Sally Hemings is so angry her knees are trembling.
The other one!
He never even saw Thenia. How dare he talk about her that way! He'd promised to write, but he never wrote a single letter—not even to say he was sorry she had lost her baby. All this time she'd been thinking he didn't know. But he
did
know—somehow—and he'd never even bothered to write.

“What are you doing here, Jimmy?” she says at last.

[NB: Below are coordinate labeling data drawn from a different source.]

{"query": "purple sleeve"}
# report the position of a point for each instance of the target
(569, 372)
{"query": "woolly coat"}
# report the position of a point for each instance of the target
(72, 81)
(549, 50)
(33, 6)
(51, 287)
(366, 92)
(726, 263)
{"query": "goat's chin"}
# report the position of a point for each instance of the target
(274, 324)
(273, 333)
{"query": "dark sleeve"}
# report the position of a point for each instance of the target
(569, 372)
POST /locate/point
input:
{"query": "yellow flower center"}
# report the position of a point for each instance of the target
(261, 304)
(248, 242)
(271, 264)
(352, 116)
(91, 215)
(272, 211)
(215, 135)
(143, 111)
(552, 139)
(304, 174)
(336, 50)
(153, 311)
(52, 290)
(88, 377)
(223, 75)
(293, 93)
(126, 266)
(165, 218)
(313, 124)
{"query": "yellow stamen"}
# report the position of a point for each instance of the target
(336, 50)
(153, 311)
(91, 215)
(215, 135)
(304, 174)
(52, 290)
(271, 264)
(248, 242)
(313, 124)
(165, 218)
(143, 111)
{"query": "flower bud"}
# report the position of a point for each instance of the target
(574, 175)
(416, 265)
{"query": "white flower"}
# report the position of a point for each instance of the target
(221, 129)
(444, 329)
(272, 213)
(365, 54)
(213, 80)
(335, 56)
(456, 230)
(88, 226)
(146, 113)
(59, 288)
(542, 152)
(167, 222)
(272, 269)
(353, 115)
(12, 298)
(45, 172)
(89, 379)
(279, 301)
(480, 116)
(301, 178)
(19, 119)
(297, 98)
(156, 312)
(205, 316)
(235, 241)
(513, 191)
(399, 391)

“I'm back!” He smiles and holds out both hands, as if he has just materialized before her eyes. “Mr. Jefferson just can't live without me. He's been trying to get me to come back ever since I left. But I just kept telling him, ‘No. Too busy!' I was running my own very successful business
venture in Baltimore. A restaurant,
à la française
. In the very best part of town. All of my customers were white—and rich. And they just loved me, even though I spat in every plate as it went out of my kitchen. I really did that. None of them ever knew, of course. I'd stir it up. I did that just so I could always remember that I was better than the whole bunch of them. I really did. They loved me, and I didn't give a damn about them. That's the truth. God's own truth. But then I started to get sick of the whole thing. Didn't know why I was doing it. And that's when Mr. Jefferson got in touch with me again. Wrote me this letter saying, ‘Please come cook for me in Washington. Peter can't cook worth a damn. Please come cook for me again, and I'll give you ten dollars a month.' I said, ‘You give me
twenty
dollars a month and that's a deal.' And he said yes, so here I am!”

Sally Hemings's anger has turned to something much more like fear. She doesn't believe a single word Jimmy has said—especially about being rehired. Thomas Jefferson is due back any day now, and then Jimmy's lie will be exposed and he will be utterly humiliated. And what will that do to him? Is he still drinking so hard? He looks like a man who drinks and does nothing else. But maybe it's good that he is back with his family. Maybe that's the real reason he came home.

“Are you sure you wouldn't like some food?” she says. “I've got some fresh corn bread inside. Or some water? Would you like some water? You must be thirsty.”

“No, no,” he says, holding up both flat palms as if to keep her at bay. “I'm fine. Maybe I'll have something to eat when I go see Mammy.”

And with that he backs off the porch and sets off down the road, without saying another word.